Only a week later did the sensational news break. From Pakistan, Kissinger had flown secretly over the Himalayas to Beijing, creating an opening in the Bamboo Curtain that had surrounded China since the communist victory in 1949. Half a year later, President Richard Nixon went through that opening. In the course of his historic visit to Beijing , Nixon supped with Mao, clinked glasses with Zhou En Lai, and dramatically reset the table of international relations.
For both sides it was a matter of realpolitik. The United States, looking for a way out of the stalemated Vietnam War, wanted to create a balance against the Soviet Union. For China, this was a means to strengthen its strategic position against the Soviet Union and reduce the risk of a “two-front war” with the Soviet Union and the United States. This was no mere theoretical matter, for Russian and Chinese military forces had already clashed on the border along the Amur and Ussuri rivers.

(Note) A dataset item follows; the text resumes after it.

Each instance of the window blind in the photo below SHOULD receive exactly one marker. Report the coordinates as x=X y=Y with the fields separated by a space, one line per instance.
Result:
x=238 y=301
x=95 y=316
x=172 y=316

The Chinese had a second set of reasons as well. The most virulent phase of the Cultural Revolution was over. Vice Premier Deng Xiaoping and others were trying to get the country working again. They knew that self-reliance could not work. China needed access to international technology and equipment to modernize the economy and restore economic growth. But a very big obstacle stood in the way: How to pay for such imports?
“Petroleum export–led growth”—that was Deng’s answer. “To import, we must export,” he said in 1975. “The first to my mind is oil.” The country must “export as much oil as we can. We may obtain in return many good things.”

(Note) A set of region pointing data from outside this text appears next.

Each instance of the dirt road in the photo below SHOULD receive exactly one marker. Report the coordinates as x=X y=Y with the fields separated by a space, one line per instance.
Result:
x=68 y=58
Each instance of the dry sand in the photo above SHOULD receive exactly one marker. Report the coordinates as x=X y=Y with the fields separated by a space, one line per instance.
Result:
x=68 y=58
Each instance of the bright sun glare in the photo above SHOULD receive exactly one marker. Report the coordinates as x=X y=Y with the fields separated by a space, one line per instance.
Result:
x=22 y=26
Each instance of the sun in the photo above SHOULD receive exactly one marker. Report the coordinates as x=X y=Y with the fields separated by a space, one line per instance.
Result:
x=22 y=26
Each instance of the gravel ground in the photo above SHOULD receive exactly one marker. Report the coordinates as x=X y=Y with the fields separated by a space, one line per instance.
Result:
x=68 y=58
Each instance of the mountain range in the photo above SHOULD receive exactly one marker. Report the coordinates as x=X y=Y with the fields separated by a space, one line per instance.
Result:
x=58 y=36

By this time, Deng was already becoming the manager-in-chief of the new strategy of opening toward the world. A stalwart communist since his student and worker days in France after World War I, he had emerged as one of the top leaders after the communists came to power. He then became one of the foremost targets of the Cultural Revolution and of his leftist rivals. His family had suffered much; his son had been pushed out of an upper-floor window and left paralyzed. Deng himself had spent those years variously working in a tractor repair shop and by himself, in solitary confinement. He had spent many hours pacing his courtyard, asking himself what had gone so wrong under Mao and how China’s economy could be restored. In some ways, he had always been a pragmatist. (Even while organizing underground communist activities in France after World War I, he had also started and run a successful Chinese restaurant.) The traumas of the Cultural Revolution—national and personal—only reinforced his pragmatism and realism. His fundamental mottos were about being practical—“crossing the river by touching the stones”—and the most famous maxim of all: that he didn’t care whether a cat was black or white so long as it caught mice.10
Following Mao’s death and after a brief struggle with the radical “Gang of Four,” Deng secured his position as paramount leader. He could now initiate the great transformation that would lead to China’s integration with the global economy—which the 11th Congress of the Communist Party, in 1978, would proclaim as the historic policy of “reform and opening.”
The oil industry was central to the opening. By that time, China—no longer “poor in oil”—was producing petroleum in excess of its own needs and could start exporting it. There was a waiting market nearby—Japan—which wanted to reduce its reliance on the Middle East and, at the same time, develop export markets in China for its own manufactures. Buying Chinese oil would help on both counts.
As the door began to open to the outside world, the Chinese oil industry discovered, to its shock, how wide was the technology gap that separated it from the international industry. But now, bolstered by its oil-export earnings, it could buy from abroad the drilling rigs, seismic capabilities, and other equipment that would lift its technical abilities.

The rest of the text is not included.